Easter morning, planted on the couch with my husband and our faithful hound dog, Zander. There are three teenage girls sleeping upstairs. They could be there until noon.
Gone are the days of colorful eggs hidden in our yard and Easter Baskets loaded with chocolate bunnies and fluffy yellow marsh mellow chicks. I might have done it, I could have done it – they would have loved it – but I just didn’t have it in me.
What a great phrase, “Have it in me.”
And what is in me this morning?
* The bumbly, possibly pot hole filled road ahead of me this week as my new eCourse, Telling True Stories, launches. The momentary horror when I realized that I had mis-scheduled the Lesson link, and it had gone live this morning instead of tomorrow morning. The way I sat here on the couch, coffee in hand, shaking my head at the perfection of that – how afraid I am to make a mistake with all this new technology – WordPress, Mailchimp, Photoshop – and how perfect that even though I WASN’T READY, things moved along without me.
* The notes I took with my smarty pants coach, Rachel Cole last week about how I was ready to embrace the wabi sabi of it all, amble into my first eCourse in a beat up yellow pick-up truck instead of a flashy sports car, flags waving. How the energy of the offering – the gift to write true stories – was what mattered, not whether my hair was going to be right and people would love me.

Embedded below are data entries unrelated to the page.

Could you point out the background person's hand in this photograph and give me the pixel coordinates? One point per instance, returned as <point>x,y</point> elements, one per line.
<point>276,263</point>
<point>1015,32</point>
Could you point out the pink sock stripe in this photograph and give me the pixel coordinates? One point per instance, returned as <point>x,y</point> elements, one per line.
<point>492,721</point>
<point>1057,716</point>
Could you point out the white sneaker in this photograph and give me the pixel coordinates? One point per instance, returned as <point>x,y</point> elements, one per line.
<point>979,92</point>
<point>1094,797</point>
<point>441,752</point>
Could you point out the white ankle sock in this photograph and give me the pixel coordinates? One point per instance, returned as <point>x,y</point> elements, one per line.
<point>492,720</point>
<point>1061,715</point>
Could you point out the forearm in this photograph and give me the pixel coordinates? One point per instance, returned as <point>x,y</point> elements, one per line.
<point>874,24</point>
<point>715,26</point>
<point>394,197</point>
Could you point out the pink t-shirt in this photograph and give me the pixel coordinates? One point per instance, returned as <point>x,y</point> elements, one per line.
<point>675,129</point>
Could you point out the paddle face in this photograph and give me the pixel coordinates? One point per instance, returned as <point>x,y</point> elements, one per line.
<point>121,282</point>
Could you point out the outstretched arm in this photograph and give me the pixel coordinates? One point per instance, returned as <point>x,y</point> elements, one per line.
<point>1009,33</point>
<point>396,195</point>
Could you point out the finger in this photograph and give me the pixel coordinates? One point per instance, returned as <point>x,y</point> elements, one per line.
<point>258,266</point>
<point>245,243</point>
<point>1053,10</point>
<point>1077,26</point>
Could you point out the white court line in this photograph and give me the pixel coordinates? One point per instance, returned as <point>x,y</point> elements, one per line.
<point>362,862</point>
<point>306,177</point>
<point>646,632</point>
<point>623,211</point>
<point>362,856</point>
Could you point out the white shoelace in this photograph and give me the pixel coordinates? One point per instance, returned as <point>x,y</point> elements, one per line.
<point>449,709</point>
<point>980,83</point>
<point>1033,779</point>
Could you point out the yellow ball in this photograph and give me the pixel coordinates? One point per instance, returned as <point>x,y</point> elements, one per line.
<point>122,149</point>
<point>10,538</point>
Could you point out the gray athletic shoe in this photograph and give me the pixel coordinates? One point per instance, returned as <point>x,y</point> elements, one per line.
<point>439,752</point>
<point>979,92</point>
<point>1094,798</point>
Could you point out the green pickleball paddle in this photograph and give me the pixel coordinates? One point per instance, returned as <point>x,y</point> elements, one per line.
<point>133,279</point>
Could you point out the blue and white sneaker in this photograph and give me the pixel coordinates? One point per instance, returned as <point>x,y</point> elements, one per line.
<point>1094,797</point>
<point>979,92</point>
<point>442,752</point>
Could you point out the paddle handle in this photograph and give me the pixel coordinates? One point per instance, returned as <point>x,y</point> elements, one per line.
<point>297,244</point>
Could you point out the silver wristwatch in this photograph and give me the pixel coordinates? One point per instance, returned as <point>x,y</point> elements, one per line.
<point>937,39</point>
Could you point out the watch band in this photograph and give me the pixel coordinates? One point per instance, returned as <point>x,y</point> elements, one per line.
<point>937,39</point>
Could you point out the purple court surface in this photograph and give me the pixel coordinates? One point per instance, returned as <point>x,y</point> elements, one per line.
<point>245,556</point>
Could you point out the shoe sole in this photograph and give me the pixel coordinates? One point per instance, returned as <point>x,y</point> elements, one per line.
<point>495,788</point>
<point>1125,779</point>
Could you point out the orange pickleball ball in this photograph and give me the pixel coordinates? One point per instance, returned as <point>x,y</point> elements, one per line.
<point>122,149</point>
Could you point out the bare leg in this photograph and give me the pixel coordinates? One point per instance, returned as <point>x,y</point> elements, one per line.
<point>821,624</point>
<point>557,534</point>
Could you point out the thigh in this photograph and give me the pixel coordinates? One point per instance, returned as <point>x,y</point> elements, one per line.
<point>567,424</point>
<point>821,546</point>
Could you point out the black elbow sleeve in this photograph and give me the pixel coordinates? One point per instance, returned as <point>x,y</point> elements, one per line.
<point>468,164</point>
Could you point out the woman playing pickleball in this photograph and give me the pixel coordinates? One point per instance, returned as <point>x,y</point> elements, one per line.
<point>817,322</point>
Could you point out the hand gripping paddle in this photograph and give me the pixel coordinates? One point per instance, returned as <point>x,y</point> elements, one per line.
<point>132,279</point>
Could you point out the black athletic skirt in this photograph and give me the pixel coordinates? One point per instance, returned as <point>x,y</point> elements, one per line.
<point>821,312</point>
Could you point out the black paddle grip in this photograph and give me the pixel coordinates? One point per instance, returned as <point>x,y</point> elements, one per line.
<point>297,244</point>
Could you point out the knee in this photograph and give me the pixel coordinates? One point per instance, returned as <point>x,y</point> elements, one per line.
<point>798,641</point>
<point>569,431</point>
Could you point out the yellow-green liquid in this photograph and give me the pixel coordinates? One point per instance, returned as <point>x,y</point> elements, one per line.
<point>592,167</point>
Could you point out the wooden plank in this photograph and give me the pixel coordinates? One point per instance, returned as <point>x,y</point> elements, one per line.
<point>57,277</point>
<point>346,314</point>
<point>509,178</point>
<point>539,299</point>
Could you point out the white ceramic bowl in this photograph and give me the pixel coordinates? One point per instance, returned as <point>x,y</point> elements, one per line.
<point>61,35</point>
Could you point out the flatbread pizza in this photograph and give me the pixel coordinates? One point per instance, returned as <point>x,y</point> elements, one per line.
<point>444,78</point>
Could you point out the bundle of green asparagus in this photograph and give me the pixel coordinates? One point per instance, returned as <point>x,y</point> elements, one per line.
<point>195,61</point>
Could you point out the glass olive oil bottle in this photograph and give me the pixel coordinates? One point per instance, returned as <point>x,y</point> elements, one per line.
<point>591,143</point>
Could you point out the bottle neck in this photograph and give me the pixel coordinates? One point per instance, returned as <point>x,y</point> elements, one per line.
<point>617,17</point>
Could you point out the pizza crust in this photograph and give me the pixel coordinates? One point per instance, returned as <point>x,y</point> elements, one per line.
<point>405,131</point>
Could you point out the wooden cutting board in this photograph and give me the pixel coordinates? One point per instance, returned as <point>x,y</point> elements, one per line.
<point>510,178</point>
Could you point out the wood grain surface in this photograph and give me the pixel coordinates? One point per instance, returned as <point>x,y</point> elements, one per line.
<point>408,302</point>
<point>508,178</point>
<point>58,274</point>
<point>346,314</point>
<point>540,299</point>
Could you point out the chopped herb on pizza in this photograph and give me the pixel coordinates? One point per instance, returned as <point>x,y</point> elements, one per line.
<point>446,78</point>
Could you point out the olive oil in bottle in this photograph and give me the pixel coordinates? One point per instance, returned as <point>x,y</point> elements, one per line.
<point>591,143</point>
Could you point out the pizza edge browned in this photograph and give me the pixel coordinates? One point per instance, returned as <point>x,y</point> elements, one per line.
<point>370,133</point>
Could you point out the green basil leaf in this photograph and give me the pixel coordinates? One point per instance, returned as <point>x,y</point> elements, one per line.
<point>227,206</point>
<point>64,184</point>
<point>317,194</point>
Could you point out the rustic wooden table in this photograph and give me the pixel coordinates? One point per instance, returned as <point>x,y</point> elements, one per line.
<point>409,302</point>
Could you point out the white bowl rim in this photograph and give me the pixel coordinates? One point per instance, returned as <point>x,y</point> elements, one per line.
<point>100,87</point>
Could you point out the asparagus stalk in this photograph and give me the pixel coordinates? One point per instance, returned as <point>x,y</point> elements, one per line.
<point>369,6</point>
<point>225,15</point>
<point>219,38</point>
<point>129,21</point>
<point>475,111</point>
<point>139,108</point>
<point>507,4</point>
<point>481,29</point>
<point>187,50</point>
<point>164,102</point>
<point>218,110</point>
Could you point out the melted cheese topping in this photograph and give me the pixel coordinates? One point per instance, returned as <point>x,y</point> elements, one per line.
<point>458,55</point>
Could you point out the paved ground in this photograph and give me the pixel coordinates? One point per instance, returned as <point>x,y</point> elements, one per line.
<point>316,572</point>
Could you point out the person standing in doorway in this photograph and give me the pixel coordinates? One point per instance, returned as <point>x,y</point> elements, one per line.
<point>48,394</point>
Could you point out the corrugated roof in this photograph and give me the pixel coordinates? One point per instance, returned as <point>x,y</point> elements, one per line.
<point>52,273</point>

*How it’s taken a year to get here. Especially in the face of all those dead ends and dashed visions along the way; the mix up with my dear friend who I had envisioned creating this with, the well meaning designer who I had to say goodbye to, the money and time seemingly wasted, not to mention menopause, teenage daughters, and a mysterious illness and hospital stay which ended up putting everything in its place and reminding me what was important.
* How I let myself buy a headband with big blue and green fake flowers on it the other day even though it might have seemed too frivolous and young for me – how just looking at it made me happy and I knew I deserved it – the flowers and the happiness.
* That great quote by Oliver Wendell Holmes that Rachel gave me, “Most people die with the music still in them.” How I know I won’t. How I hope you don’t either.
oh, how we all want it to be perfect but how it never ever will be and we still wish…can’t wait to delve into truth telling with you my friend! xxoo
What a beautiful honest post. I love what has been brought up for you as you embark on this new journey and how willingly you share it here. I look forward to your class. I am going over now to sign up. 🙂
This is perfect. This is a perfect, true story. Thank you, Lulu.
Personally I find the beat up old pick-up trucks so much more charming and interesting than shiny sports cars. Love, love, love this. And you.